Table Extraction from pdf

If there is a larger gap between two rows when converting to Excel, we must have empty rows or the same cell padding format to appropriately identify the rows. Is there a way or alternatives in aspose.pdf to excel?

@sathish.sundaresan

Are you doing a pdf -> Excel conversion? Why then are we talking about TableAbsorber ?
It would be nice if you could attach the document and the code snippet you used.

Hi sergei,

Please see the attachment for the document and c# code file we used for the pdf
table absorber. Please help me to extract the table from the document.

05107_1 1.pdf (466.7 KB)
33333.pdf (106.7 KB)

ExtractMarkedtable.pdf (6.3 KB)

Thanks
M.S.Sathish
9176398138

Hi sergei,

Please see the attachment for the document and c# code file we used for the pdf
table absorber. Please help me to extract the table from the document.

05107_1 1.pdf (466.7 KB)
33333.pdf (106.7 KB)

ExtractMarkedtable.pdf (6.3 KB)

Thanks
M.S.Sathish
9176398138

Hi Team,

Please see the attachment for the document and c# code file we used for the pdf
table absorber. Please help me to extract the table from the document.

05107_1 1.pdf (466.7 KB)
33333.pdf (106.7 KB)

ExtractMarkedtable.pdf (6.3 KB)

Thanks
M.S.Sathish
9176398138

@sathish.sundaresan
Thank you, I will study the information provided and write to you tomorrow.

@sathish.sundaresan
In document 05107_1 1.pdf, all symbols are paths (i.e., drawn graphically). Accordingly, as is, it is not converted to Excel and is not processed by TableAbsorber.
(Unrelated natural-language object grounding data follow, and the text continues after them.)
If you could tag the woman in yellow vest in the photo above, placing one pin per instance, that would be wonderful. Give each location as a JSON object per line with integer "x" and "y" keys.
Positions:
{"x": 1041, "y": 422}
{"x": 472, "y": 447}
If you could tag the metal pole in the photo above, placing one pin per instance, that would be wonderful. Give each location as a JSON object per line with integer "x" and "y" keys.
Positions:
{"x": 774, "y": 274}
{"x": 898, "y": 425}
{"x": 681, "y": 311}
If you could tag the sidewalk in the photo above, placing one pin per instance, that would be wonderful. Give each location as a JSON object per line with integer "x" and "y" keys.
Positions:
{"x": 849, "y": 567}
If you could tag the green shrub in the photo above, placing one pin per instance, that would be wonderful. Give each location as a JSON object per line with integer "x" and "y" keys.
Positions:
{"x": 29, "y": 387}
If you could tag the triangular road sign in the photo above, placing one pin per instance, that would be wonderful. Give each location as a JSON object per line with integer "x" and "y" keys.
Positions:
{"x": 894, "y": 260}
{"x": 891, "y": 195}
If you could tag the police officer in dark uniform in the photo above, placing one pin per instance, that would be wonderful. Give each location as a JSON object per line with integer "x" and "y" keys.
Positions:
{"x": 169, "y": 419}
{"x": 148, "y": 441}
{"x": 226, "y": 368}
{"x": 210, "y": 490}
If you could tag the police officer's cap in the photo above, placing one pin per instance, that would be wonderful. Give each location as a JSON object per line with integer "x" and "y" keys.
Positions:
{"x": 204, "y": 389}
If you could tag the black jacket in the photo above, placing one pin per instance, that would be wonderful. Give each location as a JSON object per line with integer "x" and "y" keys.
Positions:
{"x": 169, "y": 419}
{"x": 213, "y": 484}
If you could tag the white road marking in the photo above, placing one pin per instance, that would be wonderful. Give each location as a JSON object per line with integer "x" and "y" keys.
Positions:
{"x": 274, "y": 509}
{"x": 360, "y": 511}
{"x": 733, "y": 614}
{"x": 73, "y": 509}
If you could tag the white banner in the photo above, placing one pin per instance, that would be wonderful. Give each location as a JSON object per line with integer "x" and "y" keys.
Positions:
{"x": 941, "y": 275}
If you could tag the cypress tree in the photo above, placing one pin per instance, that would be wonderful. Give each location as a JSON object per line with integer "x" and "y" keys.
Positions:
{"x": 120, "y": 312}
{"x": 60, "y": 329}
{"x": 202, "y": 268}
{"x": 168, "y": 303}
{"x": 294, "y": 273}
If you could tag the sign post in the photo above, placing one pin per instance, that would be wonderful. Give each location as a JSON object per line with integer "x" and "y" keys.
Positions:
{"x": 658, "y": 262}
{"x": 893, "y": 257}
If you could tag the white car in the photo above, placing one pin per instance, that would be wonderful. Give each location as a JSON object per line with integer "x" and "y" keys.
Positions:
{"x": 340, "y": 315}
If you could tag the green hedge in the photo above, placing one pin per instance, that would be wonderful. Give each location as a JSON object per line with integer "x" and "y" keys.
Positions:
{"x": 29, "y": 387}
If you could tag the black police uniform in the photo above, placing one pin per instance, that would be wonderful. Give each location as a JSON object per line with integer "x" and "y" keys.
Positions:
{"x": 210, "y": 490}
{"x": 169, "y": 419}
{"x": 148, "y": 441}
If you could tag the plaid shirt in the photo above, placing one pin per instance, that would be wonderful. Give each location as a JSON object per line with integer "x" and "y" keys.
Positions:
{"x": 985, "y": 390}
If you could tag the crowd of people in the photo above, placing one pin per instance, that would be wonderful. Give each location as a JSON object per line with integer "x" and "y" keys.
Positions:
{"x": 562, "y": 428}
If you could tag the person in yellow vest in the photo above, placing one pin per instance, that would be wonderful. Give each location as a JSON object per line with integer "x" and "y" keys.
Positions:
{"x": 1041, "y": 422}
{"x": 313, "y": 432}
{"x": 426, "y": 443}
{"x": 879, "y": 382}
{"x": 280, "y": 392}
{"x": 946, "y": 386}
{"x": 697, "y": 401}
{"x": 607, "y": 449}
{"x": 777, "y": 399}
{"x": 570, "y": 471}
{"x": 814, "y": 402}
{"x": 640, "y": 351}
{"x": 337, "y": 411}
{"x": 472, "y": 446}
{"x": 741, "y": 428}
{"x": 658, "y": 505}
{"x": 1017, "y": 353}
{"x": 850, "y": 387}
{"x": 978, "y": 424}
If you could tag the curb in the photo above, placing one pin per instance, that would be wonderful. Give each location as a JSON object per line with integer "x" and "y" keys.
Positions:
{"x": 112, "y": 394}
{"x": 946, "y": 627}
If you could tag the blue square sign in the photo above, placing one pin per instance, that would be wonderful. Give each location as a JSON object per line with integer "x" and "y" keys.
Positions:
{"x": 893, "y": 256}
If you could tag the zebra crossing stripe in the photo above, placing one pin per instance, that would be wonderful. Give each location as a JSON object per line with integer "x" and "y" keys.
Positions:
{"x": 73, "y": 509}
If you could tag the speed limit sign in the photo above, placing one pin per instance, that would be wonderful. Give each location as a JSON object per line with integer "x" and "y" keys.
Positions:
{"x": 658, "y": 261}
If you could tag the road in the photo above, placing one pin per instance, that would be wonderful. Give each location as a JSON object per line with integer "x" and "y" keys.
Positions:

To extract tables from document 33333.pdf I used the following code

var pdfDocument = new Document(dataDir + "05107_1 1.pdf");
var tableAbsorber = new TableAbsorber();

tableAbsorber.UseFlowEngine = true;

// Visit first page with absorber
tableAbsorber.Visit(pdfDocument.Pages[1]);

foreach (AbsorbedTable table in tableAbsorber.TableList)
{
    Console.WriteLine("_______ Table __________");
    foreach (AbsorbedRow row in table.RowList)
    {
        foreach (AbsorbedCell cell in row.CellList)
        {
            string text = "|";
            foreach (TextFragment textFragment in cell.TextFragments)
            {
                text += textFragment.Text;
            }
            Console.Write(text + '|');
        }
        Console.WriteLine("---------------------------------------------------");
    }
}

As you can see from the attached screenshot 1.png (6.7 KB), the result of the work is correct.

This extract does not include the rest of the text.